Frau-Liebling-Portrait
Elisabeth Bohnert

Wer sind Sie und was machen Sie?

Ich heiße Elisabeth, bin 55 Jahre alt und lebe im schönen Osthessen. Letztes Jahr habe ich mich mit meinen selbst genähten Upcycling-Taschen selbstständig gemacht und einen kleinen Onlineshop eröffnet.

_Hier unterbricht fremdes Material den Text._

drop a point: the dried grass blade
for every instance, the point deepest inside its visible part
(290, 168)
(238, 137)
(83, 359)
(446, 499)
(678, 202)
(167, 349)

Wie kamen Sie zu diesem Tätigkeitsfeld?

Ich war eigentlich schon immer sehr kreativ und habe gerne genäht und gebastelt. Dabei habe ich schon länger darüber nachgedacht, mein Hobby zum Beruf zu machen. Vor zwei Jahren habe ich dann ehrenamtlich in einem Kleiderladen der Diakonie angefangen zu arbeiten. Dort habe ich gesehen, wie viele Klamotten aussortiert und weggeworfen werden und ich dachte mir, daraus muss man doch noch etwas Schönes machen können. So bin ich auf die Idee gekommen Taschen aus der Kleidung zu nähen.

 

Frau-Liebling-Nähmaschine
Hier entstehen zauberhafte Dinge… Fotos: Elisabeth Bohnert/Frau Liebling

 

Welche Tätigkeit mögen Sie dabei am liebsten?

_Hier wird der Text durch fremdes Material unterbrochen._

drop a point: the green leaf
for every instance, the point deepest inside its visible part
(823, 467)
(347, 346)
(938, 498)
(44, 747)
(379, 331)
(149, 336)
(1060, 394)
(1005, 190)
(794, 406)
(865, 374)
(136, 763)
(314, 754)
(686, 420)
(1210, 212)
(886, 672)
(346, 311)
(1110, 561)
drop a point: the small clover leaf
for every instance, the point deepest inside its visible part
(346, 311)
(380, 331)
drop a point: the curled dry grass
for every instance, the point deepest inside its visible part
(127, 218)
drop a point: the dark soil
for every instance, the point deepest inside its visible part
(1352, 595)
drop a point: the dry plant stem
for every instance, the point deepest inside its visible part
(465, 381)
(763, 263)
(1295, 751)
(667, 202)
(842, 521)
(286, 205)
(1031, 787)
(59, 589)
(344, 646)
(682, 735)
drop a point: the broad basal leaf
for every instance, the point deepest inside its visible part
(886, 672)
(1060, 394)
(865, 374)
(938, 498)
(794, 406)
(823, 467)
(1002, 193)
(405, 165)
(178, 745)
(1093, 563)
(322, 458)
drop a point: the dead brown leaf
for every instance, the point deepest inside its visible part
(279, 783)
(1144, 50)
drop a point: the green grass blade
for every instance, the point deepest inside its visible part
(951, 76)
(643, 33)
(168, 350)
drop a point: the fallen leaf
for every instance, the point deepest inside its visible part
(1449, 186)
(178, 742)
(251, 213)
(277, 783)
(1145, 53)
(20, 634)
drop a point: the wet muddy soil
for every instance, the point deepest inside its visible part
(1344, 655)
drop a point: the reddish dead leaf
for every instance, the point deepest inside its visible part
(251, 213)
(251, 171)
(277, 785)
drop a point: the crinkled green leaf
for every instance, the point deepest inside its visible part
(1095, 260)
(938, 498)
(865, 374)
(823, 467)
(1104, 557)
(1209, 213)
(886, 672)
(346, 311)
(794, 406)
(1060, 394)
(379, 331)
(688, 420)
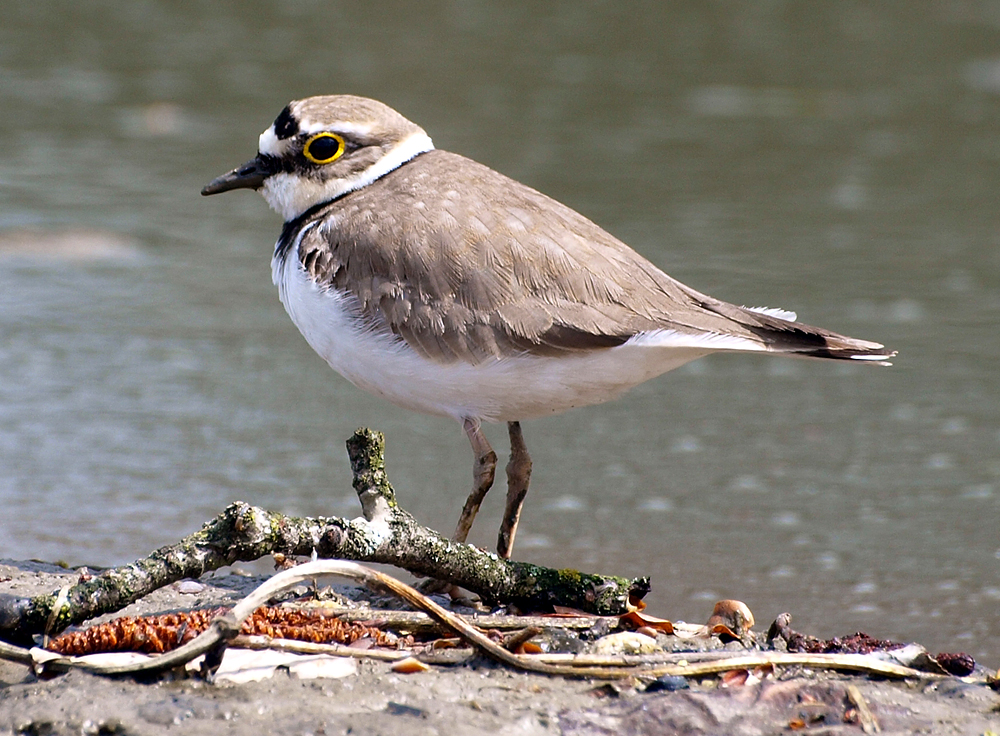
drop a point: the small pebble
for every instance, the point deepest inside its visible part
(670, 683)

Besonders gefällt es mir, alte Stoffe mit neuen zu kombinieren und so wieder ein neues Produkt zu schaffen. Außerdem gefällt es mir Ressourcen wiederzuverwenden, die sonst einfach im Müll gelandet wären. Vielleicht kann ich damit sogar den ein oder anderen zum Nachdenken anregen, wir alle werfen nämlich viel zu viel Kleidung weg.

 

 

Turnbeutel aus alten Shirts und Blusen.
Turnbeutel aus alten Shirts und Blusen.

Was gefällt Ihnen an
altem Wissen wie im Herbaversum?

Mir gefallen die Tradition und die Geschichte besonders gut, immerhin bauen unsere heutigen Berufe und unsere Medizin auf dem alten Handwerk und dem Wissen über Kräuter und Pflanzen auf.

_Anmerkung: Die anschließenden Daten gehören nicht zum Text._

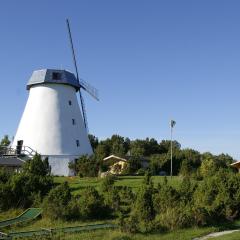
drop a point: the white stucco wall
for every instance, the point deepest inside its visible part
(46, 124)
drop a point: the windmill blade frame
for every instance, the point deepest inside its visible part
(89, 89)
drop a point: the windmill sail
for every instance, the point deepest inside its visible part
(90, 89)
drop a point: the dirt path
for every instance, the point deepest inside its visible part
(216, 234)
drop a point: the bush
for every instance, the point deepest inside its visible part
(219, 196)
(91, 204)
(85, 166)
(56, 204)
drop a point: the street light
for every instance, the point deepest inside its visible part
(172, 124)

Ich selbst bin damit groß geworden. Mit meiner Familie bin ich auf einem Bauernhof aufgewachsen. Dort haben wir unser Obst und Gemüse selbst angebaut, Marmeladen und Apfelwein selbst hergestellt, unser Brot selbst gebacken und alles, was sonst noch dazugehört. Groß eingekauft haben wir früher eigentlich nicht, wir haben so gut wie alles selbstgemacht. Auch was handwerkliche Dinge betrifft. Wenn ein neuer Stall gebaut werden musste, oder im Haus etwas kaputt ging haben wir das alles selbstgemacht. Waren wir mal krank, sind wir auch nicht gleich zum Arzt gefahren – Oma hatte immer das passende Hausmittel parat.

Später habe ich mir beigebracht meine Kleidung selbst zu nähen und habe Pullover und Socken für meine Kinder gestrickt. Mein Mann hat Spielsachen wie einen Sandkasten oder ein Puppenhaus für unsere Kinder gebaut.